Suo padre che che alla mattina avrebbe preparato il bento, uno solo, solo per
suo figlio, com’era logico, naturale.
E lui non
avrebbe avuto niente da offrire per attaccare discorso con quella ragazza che
gli piaceva tanto. Nessuna ricetta nuova per le richieste di un ingrato che non
ringraziava mai ma a cui lui sentiva, in qualche modo, di dover dire tacitamente
qualcosa.
Non sarebbe
stato così benvoluto dai compagni, dai professori, niente sorrisi ammirati degli
estranei quando vedevano la sua bravura nelle faccende di casa, come se la
cavava bene a vivere da solo.

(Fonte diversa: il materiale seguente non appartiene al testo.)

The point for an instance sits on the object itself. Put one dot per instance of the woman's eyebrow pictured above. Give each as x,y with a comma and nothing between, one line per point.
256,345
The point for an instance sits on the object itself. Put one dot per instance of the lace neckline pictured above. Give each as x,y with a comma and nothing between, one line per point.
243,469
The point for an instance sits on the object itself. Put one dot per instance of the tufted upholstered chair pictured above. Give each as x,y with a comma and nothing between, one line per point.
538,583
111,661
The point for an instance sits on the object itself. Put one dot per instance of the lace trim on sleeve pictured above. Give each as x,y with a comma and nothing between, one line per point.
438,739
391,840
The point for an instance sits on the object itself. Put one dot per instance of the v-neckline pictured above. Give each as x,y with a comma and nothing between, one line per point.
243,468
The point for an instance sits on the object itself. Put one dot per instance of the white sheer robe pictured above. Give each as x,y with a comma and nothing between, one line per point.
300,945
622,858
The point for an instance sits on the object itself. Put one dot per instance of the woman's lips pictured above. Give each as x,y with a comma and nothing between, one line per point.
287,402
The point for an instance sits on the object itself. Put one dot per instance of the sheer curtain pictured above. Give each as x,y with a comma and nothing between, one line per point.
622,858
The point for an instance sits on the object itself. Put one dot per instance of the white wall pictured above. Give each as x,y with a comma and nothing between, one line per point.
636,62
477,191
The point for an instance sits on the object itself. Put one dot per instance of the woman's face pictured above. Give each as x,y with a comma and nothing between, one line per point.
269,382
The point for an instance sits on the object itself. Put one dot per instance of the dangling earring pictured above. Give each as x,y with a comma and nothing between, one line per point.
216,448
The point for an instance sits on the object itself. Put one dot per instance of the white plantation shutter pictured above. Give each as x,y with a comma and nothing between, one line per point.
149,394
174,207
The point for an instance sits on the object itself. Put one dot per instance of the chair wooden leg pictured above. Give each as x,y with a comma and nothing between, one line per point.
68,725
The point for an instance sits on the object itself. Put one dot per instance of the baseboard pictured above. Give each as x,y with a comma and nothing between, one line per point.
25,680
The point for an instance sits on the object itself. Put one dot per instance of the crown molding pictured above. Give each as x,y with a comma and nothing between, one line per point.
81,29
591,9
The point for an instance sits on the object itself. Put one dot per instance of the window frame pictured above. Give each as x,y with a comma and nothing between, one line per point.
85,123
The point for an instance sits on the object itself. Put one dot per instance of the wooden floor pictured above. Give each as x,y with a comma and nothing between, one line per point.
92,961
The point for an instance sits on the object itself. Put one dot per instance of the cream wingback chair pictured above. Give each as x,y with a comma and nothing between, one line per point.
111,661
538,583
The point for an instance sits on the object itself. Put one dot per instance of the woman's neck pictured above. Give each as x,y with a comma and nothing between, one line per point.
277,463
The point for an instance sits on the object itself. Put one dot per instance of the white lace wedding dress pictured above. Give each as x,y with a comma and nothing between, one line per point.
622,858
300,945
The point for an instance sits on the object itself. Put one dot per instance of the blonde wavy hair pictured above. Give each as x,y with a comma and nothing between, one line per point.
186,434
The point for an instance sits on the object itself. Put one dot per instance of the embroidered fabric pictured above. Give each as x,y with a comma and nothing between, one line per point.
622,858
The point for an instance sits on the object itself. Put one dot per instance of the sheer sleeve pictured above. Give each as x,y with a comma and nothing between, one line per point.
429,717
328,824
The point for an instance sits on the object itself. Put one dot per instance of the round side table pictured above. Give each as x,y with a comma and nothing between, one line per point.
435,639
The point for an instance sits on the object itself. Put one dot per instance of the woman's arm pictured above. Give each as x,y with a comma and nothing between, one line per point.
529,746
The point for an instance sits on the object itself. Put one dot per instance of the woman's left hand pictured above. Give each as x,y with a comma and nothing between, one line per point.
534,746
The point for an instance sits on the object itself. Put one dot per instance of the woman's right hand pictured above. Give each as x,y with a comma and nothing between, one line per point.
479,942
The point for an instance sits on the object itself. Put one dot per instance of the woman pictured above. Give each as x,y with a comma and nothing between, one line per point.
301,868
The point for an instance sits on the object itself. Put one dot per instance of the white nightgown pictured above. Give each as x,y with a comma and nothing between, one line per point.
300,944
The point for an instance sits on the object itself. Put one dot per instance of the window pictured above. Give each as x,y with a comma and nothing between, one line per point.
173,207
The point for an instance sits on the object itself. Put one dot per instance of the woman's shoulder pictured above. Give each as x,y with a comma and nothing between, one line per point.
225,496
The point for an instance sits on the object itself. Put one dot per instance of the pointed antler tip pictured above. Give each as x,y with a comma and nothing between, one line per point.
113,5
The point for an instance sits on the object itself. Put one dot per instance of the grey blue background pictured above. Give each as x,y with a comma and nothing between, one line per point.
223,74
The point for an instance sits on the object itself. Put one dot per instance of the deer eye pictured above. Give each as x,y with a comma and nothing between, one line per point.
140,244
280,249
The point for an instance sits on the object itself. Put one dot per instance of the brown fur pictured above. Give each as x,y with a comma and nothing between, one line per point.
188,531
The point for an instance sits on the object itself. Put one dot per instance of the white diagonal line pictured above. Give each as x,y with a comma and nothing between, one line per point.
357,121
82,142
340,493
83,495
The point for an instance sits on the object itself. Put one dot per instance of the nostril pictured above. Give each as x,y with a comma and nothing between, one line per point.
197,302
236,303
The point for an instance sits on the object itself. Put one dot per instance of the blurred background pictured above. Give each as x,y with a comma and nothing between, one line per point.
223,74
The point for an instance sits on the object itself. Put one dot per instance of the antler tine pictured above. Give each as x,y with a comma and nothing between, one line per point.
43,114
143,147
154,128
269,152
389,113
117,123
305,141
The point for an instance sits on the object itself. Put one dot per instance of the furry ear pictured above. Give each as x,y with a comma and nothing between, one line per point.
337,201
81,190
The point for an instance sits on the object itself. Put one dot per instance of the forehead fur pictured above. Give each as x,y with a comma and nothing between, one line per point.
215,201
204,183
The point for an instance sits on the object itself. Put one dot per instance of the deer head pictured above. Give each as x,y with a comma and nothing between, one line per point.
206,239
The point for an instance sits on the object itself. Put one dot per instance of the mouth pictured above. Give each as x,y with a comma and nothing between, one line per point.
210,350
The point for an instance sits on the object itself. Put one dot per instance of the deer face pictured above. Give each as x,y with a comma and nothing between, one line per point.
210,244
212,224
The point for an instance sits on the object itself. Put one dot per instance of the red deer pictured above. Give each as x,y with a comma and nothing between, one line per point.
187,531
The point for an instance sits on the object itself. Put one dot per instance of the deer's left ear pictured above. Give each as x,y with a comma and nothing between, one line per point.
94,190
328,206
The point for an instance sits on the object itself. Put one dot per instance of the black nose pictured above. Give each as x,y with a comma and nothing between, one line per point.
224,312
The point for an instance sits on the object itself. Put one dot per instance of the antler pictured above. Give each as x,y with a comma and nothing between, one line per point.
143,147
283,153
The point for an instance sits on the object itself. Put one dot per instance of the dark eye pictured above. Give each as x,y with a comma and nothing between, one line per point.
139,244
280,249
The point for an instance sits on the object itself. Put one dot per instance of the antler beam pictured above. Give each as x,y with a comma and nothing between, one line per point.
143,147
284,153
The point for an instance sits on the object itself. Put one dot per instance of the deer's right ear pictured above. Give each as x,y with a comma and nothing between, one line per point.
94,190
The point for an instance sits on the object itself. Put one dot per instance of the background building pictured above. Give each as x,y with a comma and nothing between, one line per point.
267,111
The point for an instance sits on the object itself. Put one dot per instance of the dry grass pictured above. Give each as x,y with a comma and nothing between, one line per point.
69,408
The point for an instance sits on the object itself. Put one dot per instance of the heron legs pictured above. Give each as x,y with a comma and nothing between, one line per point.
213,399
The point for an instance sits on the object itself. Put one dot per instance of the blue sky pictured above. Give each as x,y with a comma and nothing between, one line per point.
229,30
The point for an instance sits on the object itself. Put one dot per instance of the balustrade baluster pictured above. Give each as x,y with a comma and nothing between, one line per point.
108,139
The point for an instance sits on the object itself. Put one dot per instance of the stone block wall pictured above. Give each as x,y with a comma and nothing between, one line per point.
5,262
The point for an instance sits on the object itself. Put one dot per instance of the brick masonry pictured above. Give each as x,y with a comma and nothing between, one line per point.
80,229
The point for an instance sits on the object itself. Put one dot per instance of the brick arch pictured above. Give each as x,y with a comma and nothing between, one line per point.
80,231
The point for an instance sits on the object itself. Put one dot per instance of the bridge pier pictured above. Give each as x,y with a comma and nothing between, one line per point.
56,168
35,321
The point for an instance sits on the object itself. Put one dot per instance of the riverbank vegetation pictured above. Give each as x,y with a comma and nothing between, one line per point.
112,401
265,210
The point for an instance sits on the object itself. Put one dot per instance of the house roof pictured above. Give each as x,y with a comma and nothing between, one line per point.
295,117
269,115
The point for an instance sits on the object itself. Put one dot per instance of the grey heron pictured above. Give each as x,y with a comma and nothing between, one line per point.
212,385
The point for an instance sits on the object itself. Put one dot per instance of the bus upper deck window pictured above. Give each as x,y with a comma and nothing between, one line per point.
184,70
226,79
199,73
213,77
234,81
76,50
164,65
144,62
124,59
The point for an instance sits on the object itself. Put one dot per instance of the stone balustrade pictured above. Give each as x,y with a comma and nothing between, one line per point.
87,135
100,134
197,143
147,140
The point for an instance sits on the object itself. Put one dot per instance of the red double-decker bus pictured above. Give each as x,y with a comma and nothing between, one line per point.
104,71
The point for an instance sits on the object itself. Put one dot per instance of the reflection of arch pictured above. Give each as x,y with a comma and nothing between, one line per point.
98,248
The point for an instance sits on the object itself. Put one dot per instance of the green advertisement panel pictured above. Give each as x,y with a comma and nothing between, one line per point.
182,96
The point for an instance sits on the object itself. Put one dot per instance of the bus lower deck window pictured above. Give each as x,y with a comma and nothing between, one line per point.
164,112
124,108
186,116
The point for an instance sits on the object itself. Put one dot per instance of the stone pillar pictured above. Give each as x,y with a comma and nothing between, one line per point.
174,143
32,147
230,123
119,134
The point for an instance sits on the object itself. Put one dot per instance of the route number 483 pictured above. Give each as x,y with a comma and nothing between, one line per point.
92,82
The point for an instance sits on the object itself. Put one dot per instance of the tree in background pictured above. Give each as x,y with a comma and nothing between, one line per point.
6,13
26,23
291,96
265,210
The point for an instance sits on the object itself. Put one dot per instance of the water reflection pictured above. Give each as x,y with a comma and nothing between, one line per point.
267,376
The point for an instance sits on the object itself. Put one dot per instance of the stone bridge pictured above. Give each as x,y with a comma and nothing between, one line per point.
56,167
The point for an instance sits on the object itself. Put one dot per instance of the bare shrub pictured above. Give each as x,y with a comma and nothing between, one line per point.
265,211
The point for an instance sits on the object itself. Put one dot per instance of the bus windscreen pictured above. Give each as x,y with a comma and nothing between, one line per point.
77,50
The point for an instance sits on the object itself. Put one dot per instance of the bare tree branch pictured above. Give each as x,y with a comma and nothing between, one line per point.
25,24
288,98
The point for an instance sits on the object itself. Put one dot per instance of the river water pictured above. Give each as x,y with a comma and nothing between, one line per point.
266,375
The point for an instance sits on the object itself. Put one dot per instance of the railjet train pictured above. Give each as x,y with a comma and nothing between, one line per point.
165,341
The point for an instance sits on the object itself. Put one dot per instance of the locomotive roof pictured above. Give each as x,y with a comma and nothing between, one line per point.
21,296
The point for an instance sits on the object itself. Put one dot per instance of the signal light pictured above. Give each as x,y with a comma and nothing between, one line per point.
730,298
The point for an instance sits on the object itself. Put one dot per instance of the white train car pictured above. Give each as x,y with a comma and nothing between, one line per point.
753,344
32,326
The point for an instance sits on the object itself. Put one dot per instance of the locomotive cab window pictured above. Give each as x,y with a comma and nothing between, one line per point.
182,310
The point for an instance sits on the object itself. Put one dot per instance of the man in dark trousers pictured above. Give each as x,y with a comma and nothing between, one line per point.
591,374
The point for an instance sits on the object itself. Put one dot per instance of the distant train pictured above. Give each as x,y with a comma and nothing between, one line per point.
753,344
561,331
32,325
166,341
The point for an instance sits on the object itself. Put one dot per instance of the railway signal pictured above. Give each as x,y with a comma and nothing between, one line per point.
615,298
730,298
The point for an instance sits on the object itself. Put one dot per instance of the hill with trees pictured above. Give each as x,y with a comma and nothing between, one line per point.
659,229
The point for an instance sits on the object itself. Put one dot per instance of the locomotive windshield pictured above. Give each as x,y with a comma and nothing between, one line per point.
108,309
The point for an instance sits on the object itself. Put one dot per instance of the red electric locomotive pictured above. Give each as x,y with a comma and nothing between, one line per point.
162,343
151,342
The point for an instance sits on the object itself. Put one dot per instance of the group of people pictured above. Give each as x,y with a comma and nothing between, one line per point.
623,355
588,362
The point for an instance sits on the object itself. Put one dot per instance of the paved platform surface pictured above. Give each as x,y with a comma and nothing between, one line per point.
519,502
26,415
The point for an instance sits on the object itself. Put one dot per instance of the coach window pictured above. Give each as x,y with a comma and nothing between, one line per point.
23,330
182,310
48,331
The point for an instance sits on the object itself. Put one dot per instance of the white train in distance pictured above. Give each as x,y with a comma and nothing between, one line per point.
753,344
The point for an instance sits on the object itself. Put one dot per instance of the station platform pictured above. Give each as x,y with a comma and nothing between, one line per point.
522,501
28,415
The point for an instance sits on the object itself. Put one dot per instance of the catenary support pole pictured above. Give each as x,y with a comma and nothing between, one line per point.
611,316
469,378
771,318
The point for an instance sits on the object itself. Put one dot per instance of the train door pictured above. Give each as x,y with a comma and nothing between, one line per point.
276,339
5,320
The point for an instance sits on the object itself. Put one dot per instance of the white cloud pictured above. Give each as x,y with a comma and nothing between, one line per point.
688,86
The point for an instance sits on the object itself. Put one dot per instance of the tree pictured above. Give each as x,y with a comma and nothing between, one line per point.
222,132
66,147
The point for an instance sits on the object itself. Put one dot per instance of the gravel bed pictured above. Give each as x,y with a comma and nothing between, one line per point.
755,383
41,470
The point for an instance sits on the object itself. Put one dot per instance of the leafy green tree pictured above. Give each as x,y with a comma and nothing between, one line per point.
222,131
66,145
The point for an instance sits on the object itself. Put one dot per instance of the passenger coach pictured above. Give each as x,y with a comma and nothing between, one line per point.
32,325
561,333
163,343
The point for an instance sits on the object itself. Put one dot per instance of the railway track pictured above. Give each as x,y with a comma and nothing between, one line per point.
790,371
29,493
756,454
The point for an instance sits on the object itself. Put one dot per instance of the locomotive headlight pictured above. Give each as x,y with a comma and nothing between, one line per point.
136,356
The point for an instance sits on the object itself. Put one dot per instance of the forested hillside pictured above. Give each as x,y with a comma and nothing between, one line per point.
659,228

Non sarebbe stato quello che oggi era.
No, quei
nomi, per quanto potesse sforzarsi, proprio non li ricordava.
Aveva il
sospetto, già, il vago sospetto che dovesse entrarci qualcosa Yuuko, come per
tutte le cose strane.
Ma forse, se
quel giorno non fosse andata così, forse… anzi, di certo, lui Yuuko non
l’avrebbe conosciuta mai. Nessun genitore avrebbe mai fatto passare al figlio le
giornate in casa di una così, in un posto che magari ai loro occhi neppure
esisteva.
Certo, se
avesse potuto tornare indietro, avere una scelta… no, inutile girarci intorno,
non avrebbe scelto questa vita.
Avrebbe
rivoluto i suoi genitori con sé. Lo sentiva, chiarissimo, nel fiotto di lacrime
che gli salivano agli occhi, nella mano che ancora tendeva nel buio.
Ma la scelta
non c’era.
Per
qualsiasi motivo fosse, quei nomi non li ricordava più.
E indietro
non si poteva tornare.
Le braccia
si allontanavano da lui; avevano protetto il loro bambino, il loro scopo era
compiuto.
“Mamma…
papà.” sussurrò piano, non sapendo come altro chiamarli. E si svegliò.
Era una
bella giornata di sole, tersa e chiara dietro il bianco delle tende.
Si alzò a
sedere nel futon, si asciugò le lacrime. La luce batteva sul vetro della
fotografia, là sullo scaffale, di fronte a lui, facendo risplendere ancora di
più i volti allegri dei suoi genitori.
“Buongiorno,
papà, buongiorno, mamma.” disse.
Come diceva
tutti i giorni.
Perché lui
sempre, da sempre li aveva chiamati così, semplicemente, papà e mamma.
Perché
questo erano per lui: i suoi genitori. Qualunque nome avessero avuto, quelli
sarebbero stati i loro volti, quella la loro voce, immutabile l’infinità
dell’amore per il loro unico figlio.
In fondo,
non era davvero necessario chiamarli per nome.
Papà, mamma,
e loro avrebbero capito.
Quando si
sarebbero incontrati di nuovo, non ci sarebbe voluta nessuna parola. Uno
sguardo, lo stupore della presenza, il colore della luce. Loro avrebbero capito.